Troubleshooting "no space left on device" or filesystem full errors
Filesystems on the Checkmk Appliance can fill up for expected reasons or due to misconfiguration. This guide helps identify the cause and suggests solutions.
APPLICABLE TO ALL CHECKMK APPLIANCES
Problem
There are various reasons why a filesystem on the Checkmk Appliance may fill up. The first step is to identify which filesystem is affected, as each filesystem serves a different purpose and requires a different approach.
You should usually start by checking the Checkmk site running on the appliance itself. Since the appliance monitors its own resources, it often provides a quick overview of the current situation.
On a typical Checkmk Appliance, you will see the following filesystems (filesystems ending in /tmp can be ignored):
//ro/rw/omd
The first three filesystems (/, /ro, /rw) should never fill up during normal operation. The /omd filesystem, however, can grow over time depending on the number of sites, hosts, services, and stored monitoring data.
Identifying disk usage
To get an overview of disk usage on the appliance, log in via SSH and run:
root@myappliance~$ df -hl -x tmpfs
Example output:
Filesystem Size Used Avail Use% Mounted on
udev 7,8G 0 7,8G 0% /dev
/dev/sdc2 219G 1,8G 217G 1% /ro
/dev/disk/by-label/mk-rw 3,9G 3,9G 0G 100% /rw
overlay 3,9G 3,9G 0G 100% /
efivarfs 304K 79K 221K 27% /sys/firmware/efi/efivars
/dev/md0p2 435G 22G 414G 5% /omdIn this example, both / and /rw are at 100% usage.
As / is mounted as an overlay filesystem, ignore it for this guide, the physical disc utilization is at /rw/ and can only be cleaned up there.
Finding what consumes disk space
Once you know which filesystem is full, you need to identify the files or directories consuming the most space.
We start from /rw/ to search for the big file. Use du -sh to inspect disk usage:
root@myappliance~$ du -sh /rw/*
root@myappliance~$ du -sh /rw/overlay-rw/*
root@myappliance~$ du -sh /rw/overlay-rw/mnt/*
root@myappliance~$ du -sh /rw/overlay-rw/mnt/static/*These commands list the size of all directories one level below the specified path. This example is one of likeliest, where a broken mount ends up filling /rw/.
Identify the largest directories and continue drilling down until you find the files responsible for the disk usage.
Examples
A full filesystem can cause scheduled maintenance tasks to fail. Typical error messages include:
/etc/cron.daily/dpkg
cp: error writing 'dpkg.status': No space left on device
gzip: .//dpkg.status.0.gz: No space left on device
mv: cannot stat './/dpkg.status.0.gz': No such file or directory
/etc/cron.daily/logrotate
/etc/cron.daily/logrotate:
error: Compressing program wrote following message to stderr when compressing log /var/log/apache2/ssl_access.log.1:
gzip: stdout: No space left on device
error: failed to compress log /var/log/apache2/ssl_access.log.1
run-parts: /etc/cron.daily/logrotate exited with return code 1
/etc/cron.daily/man-db
gdbm fatal: read error
run-parts: /etc/cron.daily/man-db exited with return code 1These errors indicate that routine background jobs cannot write temporary or compressed files due to insufficient disk space.
Possible solutions
Cleanup
For additional cleanup steps, refer to the documentation:
How to remove custom changes to files in the appliance
If you have identified large files or directories, verify the following:
Possible failed mounts, typically located under
/rw/overlay-rw/mnt/Verify that the source works and is accessible
Clean up the local files and re-mount the share
Verify successful mount
If a log file is growing extensively
Is debug logging enabled?
Is a script writing excessive log output?

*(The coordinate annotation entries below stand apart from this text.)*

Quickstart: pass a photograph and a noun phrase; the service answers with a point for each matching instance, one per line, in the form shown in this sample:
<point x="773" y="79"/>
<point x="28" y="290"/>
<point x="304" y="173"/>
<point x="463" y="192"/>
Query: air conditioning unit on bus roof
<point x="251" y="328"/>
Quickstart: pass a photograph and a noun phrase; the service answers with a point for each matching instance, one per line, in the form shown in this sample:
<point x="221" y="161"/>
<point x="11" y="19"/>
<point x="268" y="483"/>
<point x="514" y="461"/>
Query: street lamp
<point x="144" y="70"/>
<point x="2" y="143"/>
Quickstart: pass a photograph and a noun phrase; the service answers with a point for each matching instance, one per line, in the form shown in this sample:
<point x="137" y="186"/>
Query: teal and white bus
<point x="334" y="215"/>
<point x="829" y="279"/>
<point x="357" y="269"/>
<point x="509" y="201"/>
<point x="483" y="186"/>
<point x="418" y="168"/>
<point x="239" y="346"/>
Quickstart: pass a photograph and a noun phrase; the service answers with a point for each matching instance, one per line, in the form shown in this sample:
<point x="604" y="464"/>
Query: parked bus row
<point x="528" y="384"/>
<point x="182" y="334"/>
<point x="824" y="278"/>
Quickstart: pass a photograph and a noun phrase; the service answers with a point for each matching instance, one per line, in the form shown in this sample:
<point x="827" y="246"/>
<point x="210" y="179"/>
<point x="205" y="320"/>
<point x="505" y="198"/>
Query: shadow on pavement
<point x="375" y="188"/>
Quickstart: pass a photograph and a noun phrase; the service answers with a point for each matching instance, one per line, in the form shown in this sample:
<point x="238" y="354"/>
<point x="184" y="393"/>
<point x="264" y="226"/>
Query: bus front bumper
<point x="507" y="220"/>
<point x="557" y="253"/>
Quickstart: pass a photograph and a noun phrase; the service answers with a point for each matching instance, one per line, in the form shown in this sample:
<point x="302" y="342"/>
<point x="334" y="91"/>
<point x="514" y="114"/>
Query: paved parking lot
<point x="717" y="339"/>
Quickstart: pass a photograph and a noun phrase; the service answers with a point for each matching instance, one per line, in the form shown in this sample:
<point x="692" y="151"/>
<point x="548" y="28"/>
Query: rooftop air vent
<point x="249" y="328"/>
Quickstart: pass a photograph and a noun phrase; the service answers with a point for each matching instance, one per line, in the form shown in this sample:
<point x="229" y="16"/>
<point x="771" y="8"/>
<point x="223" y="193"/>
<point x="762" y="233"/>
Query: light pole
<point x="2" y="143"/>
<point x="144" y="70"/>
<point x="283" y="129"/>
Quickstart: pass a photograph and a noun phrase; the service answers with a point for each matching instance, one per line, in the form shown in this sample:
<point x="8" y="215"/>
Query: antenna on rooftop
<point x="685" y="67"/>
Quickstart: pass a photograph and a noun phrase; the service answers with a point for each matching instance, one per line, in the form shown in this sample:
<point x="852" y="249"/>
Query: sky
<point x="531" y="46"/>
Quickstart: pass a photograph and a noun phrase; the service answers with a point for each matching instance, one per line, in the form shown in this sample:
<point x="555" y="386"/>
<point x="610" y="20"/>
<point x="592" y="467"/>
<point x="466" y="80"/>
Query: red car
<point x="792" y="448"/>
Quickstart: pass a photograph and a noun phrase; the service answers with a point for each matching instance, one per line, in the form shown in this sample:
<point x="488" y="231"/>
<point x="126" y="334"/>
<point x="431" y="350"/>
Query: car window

Is an application repeatedly crashing and logging errors?
Any other place will most likely be an unsupported modification of the Appliance firmware. Refer to the link above on how to remove them.
Resize
It is normal for the /omd filesystem to grow over time. If cleanup does not free sufficient space, resizing may be required.
Currently, there is no online resizing option for the Checkmk Appliance. Expanding disk space requires setting up a new appliance and migrating existing sites.
Virtual appliance
Create a new appliance.
Before the first boot, resize the second disk to a sufficient size.
Boot and configure the appliance.
After the basic setup is complete, migrate your sites from the old appliance as described in the migration documentation.
Physical appliance
The process is technically similar. However, physical appliances are available only in fixed sizes.
If you are already using the larger rack5 model, no further resizing is possible.
Werk 9295
With Werk #9295, the default size of the /rw filesystem was increased from 800 MB to 4 GB.
To use the larger /rw filesystem, follow these steps:
Update to the latest 1.4 Firmware
Create a backup of the appliance as described in Configuring and using the appliance.
Reset the appliance to the factory settings.
Restore the backup.
After completing these steps, the /rw filesystem will have a size of 4 GB.